A week of events began yesterday at the University of Leicester.....where hundreds of people attended talks by some of the key players in the finding of the last Plantagenet King of England. There's numerous other events taking place within the next seven days including the actual re interment ceremony on Thursday.
But today is all about a journey. A journey which started within the last hour. Richard 's remains have been taken from the university and the cortege will drive to Fenn Lanes farm which is now known to be the actual battlefield on 22 August 1485. There will be a short private ceremony held there, before the cortege arrives in Dadlington.
I was out around the county last week looking at the route of the cortege and chatting to organisers of events along the scheduled procession.
The village of Dadlington is an important one, because the church there is the only one where soldiers who died on the battlefield are buried. On the left of the photo , just inside of the church wall they lie, about two hundred of them. No one knows who they were individually or even if they were soldiers fighting for Richard III or Henry Tudor - it doesn't matter, they are buried here and are remembered.
Richard's cortege will pass through here just after 1pm, stop at the church briefly and then go through the village, where villagers will be marking the occasion with a hog roast, music, and a specially brewed beer .So, some merrymaking as well as a dignified sense of occasion.
Richard's journey continues onto Sutton Cheyney, a small village a few miles away. It was here at the beautiful St James Church that Richard was thought to have heard mass on the eve of the Battle of Bosworth.
The cortege will be led into the village by a guard of honour in full plate armour before stopping at the church for another short service
It's then onto the Battle of Bosworth Heritage Centre for a service conducted by the Bishop of Leicester, the Right Reverend Tim Stevens in front of two and a half thousand people, and then through to the village of Market Bosworth for a short service, and then past the park opposite Bosworth Hall where there'll be huge numbers of re enactors in mediaeval costume, mediaeval music and entertainment for everyone.
The cortege then goes through the villages of Newbold Verdon and Desford, before arriving later this afternoon at Bow Bridge which marked the mediaeval boundary between town and county.

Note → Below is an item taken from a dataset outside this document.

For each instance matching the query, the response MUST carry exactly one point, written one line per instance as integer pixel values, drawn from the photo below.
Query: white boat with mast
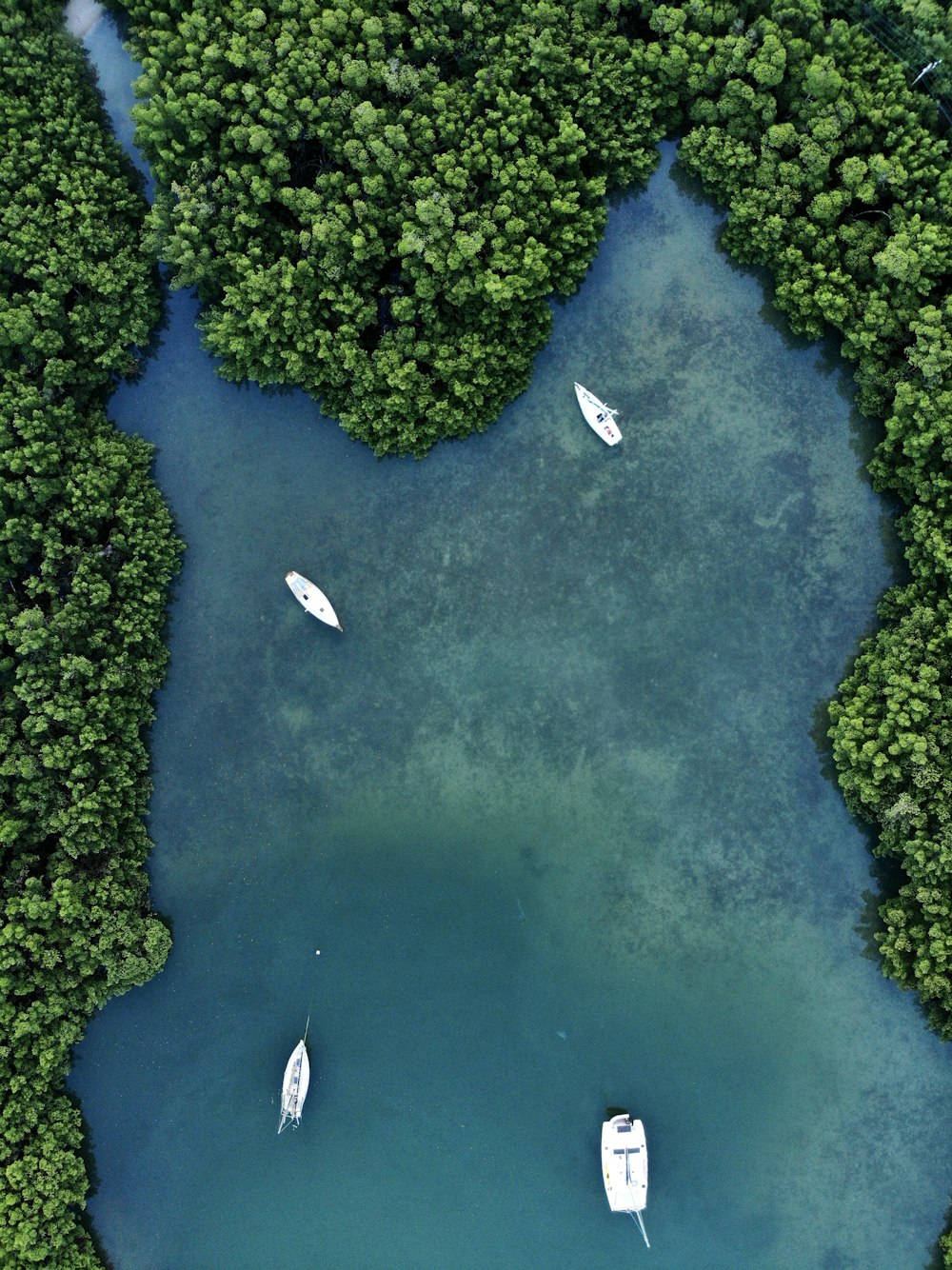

The old mediaeval bridge has long disappeared , replaced in Victorian times, but this place has a real significance in the Richard III story. Legend has it that when the King left Leicester on the day before the battle via Bow Bridge, as he rode across , his spur caught the parapet of the bridge.After the battle, when Richard’s body was brought to the town, along the same route, apparently his head struck the exactly the same place where his spur had hit it on the way out.
And of course there's the legend that Richard's body was thrown into the river here...as this Victorian plaque states, but of course, now we know better!
200 schoolchildren will welcome the cortege here along with the City Mayor of Leicester, Sir Peter Soulsby and the Lord Mayor John Thomas, and the procession will make its way up a slight hill to St Nicholas Church, the oldest one in the city. Another short service, and Richard's coffin will be transferred to a horse drawn carriage for the procession around the streets ofLeicester.
There's ten horses in the parade, some of them have come from the City of London Police and thousands of people are expected to line the route and welcome the king. A far cry from his last journey back to the city 530 years ago.
Finally, the cortege will arrive at Leicester Cathedral where 650 people will be waiting inside to welcome King Richard II to his final resting place and mark the event with a very special Compline Service. I shall be one of them waiting inside....and I cannot wait to witness what is sure to be a very moving and unforgettable service.
You are all having such a lovely time!! I'm smiling from afar!